Sgarbossa Criteria | The KP EM Residency

Sgarbossa Criteria

Sgarbossa Criteria. Diagnosis of STEMI in patients with underlying LBBB. From Life In the Fast Lane.


  • In patients with left bundle branch block (LBBB) or ventricular paced rhythm, infarct diagnosis based on the ECG is difficult.
  • The baseline ST segments and T waves tend to be shifted in a discordant direction (“appropriate discordance”), which can mask or mimic acute myocardial infarction.

Electrocardiographic Criteria

The three criteria used to diagnose infarction in patients with LBBB are:

  • Concordant ST elevation > 1mm in leads with a positive QRS complex (score 5)
  • Concordant ST depression > 1 mm in V1-V3 (score 3)
  • Excessively discordant ST elevation > 5 mm in leads with a negative QRS complex (score 2). This criterium is sensitive, but not specific for ischemia in LBBB. It is however associated with a worse prognosis, when present in LBBB during ischemia.
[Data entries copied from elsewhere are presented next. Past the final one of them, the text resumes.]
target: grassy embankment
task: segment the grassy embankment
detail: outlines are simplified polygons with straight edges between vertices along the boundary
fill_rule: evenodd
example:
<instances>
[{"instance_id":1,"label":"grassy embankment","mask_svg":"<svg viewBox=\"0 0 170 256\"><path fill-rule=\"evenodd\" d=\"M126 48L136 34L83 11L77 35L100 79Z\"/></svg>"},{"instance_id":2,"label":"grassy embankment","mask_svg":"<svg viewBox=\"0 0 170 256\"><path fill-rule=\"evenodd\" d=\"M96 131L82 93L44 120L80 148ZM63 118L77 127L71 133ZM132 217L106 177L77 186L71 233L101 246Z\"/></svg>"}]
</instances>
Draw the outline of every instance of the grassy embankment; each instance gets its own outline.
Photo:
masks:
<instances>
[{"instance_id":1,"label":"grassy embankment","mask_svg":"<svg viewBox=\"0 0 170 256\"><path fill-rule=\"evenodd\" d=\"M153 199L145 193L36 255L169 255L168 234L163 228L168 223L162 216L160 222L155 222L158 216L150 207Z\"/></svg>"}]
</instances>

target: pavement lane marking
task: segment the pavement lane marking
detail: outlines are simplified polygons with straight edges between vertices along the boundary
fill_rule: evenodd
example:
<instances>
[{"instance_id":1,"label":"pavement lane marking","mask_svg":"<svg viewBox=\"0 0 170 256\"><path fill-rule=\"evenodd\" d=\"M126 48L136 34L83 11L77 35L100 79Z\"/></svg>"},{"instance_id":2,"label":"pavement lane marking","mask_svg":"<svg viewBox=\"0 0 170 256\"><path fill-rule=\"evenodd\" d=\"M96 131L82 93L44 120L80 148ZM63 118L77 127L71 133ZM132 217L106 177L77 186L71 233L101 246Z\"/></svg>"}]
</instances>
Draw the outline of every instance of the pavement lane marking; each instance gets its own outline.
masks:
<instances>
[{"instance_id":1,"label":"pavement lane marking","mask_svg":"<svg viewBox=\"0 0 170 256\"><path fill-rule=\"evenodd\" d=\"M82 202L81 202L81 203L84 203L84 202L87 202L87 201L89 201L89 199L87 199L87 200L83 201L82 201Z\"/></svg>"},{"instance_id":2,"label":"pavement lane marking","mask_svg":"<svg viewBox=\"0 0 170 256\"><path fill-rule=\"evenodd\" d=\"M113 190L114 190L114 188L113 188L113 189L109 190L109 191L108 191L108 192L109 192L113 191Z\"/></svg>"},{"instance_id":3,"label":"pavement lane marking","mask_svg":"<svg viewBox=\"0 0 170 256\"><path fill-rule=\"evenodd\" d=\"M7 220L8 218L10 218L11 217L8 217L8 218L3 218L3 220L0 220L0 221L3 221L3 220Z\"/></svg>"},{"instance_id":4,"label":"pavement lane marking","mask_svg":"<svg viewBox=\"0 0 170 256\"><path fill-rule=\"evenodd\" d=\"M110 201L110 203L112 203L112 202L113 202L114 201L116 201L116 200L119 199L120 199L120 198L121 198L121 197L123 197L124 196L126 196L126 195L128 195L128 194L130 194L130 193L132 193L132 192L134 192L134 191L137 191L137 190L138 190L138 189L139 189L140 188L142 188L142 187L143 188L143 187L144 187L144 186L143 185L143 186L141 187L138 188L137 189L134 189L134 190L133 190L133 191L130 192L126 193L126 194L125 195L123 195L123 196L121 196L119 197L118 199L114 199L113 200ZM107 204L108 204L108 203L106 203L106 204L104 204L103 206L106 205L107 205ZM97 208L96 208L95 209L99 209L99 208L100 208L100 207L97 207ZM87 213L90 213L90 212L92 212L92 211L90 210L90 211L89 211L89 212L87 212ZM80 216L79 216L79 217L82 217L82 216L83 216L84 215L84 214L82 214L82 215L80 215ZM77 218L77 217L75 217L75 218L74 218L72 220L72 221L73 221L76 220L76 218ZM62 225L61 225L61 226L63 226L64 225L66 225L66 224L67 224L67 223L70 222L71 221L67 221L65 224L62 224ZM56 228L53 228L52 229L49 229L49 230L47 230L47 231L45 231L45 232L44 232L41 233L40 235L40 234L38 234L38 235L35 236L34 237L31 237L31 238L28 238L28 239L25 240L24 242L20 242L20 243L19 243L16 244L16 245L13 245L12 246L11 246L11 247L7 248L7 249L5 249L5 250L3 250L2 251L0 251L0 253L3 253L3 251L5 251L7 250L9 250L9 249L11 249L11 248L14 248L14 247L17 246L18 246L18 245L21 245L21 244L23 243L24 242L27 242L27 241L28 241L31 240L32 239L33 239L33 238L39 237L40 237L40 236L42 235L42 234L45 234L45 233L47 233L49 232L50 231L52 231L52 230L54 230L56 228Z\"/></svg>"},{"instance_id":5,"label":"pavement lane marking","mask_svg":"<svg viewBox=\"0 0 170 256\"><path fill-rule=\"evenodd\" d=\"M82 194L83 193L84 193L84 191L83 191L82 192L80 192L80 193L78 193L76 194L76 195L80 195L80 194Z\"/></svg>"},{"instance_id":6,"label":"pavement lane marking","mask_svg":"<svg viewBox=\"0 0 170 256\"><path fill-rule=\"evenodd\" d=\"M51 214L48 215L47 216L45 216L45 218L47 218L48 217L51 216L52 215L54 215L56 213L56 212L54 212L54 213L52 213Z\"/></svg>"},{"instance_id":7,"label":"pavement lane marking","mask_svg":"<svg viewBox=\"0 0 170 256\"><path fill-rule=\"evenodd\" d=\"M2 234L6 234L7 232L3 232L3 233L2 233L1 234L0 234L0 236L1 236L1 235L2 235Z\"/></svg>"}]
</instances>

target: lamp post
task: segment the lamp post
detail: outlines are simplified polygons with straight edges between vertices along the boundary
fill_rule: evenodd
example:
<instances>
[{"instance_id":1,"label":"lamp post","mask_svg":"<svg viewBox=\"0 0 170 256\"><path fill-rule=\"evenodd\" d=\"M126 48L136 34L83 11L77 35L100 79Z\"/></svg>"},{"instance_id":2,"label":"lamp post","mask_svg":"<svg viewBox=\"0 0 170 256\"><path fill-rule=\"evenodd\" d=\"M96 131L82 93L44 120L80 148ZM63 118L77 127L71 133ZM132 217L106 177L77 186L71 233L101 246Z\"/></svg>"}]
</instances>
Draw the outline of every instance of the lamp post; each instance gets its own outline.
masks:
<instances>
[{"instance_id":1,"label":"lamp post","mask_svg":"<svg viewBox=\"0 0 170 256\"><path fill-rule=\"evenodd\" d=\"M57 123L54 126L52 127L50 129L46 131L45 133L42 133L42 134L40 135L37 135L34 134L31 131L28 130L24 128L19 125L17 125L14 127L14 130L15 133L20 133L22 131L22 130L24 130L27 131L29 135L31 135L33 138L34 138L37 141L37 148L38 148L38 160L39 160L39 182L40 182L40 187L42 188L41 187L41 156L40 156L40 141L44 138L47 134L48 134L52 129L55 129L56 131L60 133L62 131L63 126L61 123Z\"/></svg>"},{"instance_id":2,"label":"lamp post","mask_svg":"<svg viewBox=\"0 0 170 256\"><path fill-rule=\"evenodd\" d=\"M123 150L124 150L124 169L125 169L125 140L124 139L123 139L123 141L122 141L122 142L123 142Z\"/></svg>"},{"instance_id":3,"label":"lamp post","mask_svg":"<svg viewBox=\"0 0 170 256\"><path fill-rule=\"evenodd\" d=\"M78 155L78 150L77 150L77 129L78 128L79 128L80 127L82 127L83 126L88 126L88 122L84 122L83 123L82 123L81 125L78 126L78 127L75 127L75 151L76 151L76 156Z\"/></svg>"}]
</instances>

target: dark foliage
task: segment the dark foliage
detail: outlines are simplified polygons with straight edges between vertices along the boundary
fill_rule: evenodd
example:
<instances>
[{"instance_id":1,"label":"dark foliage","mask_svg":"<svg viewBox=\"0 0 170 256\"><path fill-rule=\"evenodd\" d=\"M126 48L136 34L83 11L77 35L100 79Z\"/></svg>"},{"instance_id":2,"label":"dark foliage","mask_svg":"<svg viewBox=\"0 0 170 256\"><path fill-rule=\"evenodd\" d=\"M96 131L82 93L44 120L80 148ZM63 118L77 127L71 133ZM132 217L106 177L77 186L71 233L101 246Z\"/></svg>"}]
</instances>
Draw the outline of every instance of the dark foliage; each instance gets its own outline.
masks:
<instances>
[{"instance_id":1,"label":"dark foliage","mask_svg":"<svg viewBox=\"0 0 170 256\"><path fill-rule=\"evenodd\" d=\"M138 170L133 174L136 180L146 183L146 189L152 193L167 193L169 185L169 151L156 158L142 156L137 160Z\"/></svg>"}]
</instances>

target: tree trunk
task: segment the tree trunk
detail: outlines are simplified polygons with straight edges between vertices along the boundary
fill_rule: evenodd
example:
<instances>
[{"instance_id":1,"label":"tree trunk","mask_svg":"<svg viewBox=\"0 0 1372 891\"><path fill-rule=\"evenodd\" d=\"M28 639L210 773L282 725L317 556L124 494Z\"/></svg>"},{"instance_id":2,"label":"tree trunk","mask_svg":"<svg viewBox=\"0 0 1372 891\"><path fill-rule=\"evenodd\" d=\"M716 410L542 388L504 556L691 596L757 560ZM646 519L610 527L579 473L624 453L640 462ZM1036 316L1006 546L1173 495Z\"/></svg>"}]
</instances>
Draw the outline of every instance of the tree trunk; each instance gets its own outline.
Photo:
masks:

A total score of  ≥ 3 has a specificity of 90% for diagnosing myocardial infarction.

In the GUSTO-1 trial the ECG criterion with a high specificity and statistical significance for the diagnosis of an acute MI was:

  • Excessively discordant ST segment elevation ≥5 mm (in leads with a negative QRS complex).

Two other criteria with acceptable specificity were:

  • Concordant ST elevation ≥1 mm in leads with positive QRS
  • Concordant ST depression ≥1 mm in leads V1, V2, or, V3

ECG  Example

Positive Sgarbossa criteria in a patient with LBBB and troponin-positive myocardial infarction:

  • This patient presented with chest pain and had elevated cardiac enzymes.
  • Baseline ECG showed typical LBBB.
  • There is 1mm concordant ST elevation in aVL (= 5 points).
  • Other features on this ECG that are abnormal in the context of LBBB (but not considered “positive” Sgarbossa criteria) are the pathological Q wave in lead I and the concordant ST depression in the inferior leads III and aVF.
  • This constellation of abnormalities suggests to me that the patient was having a high lateral infarction.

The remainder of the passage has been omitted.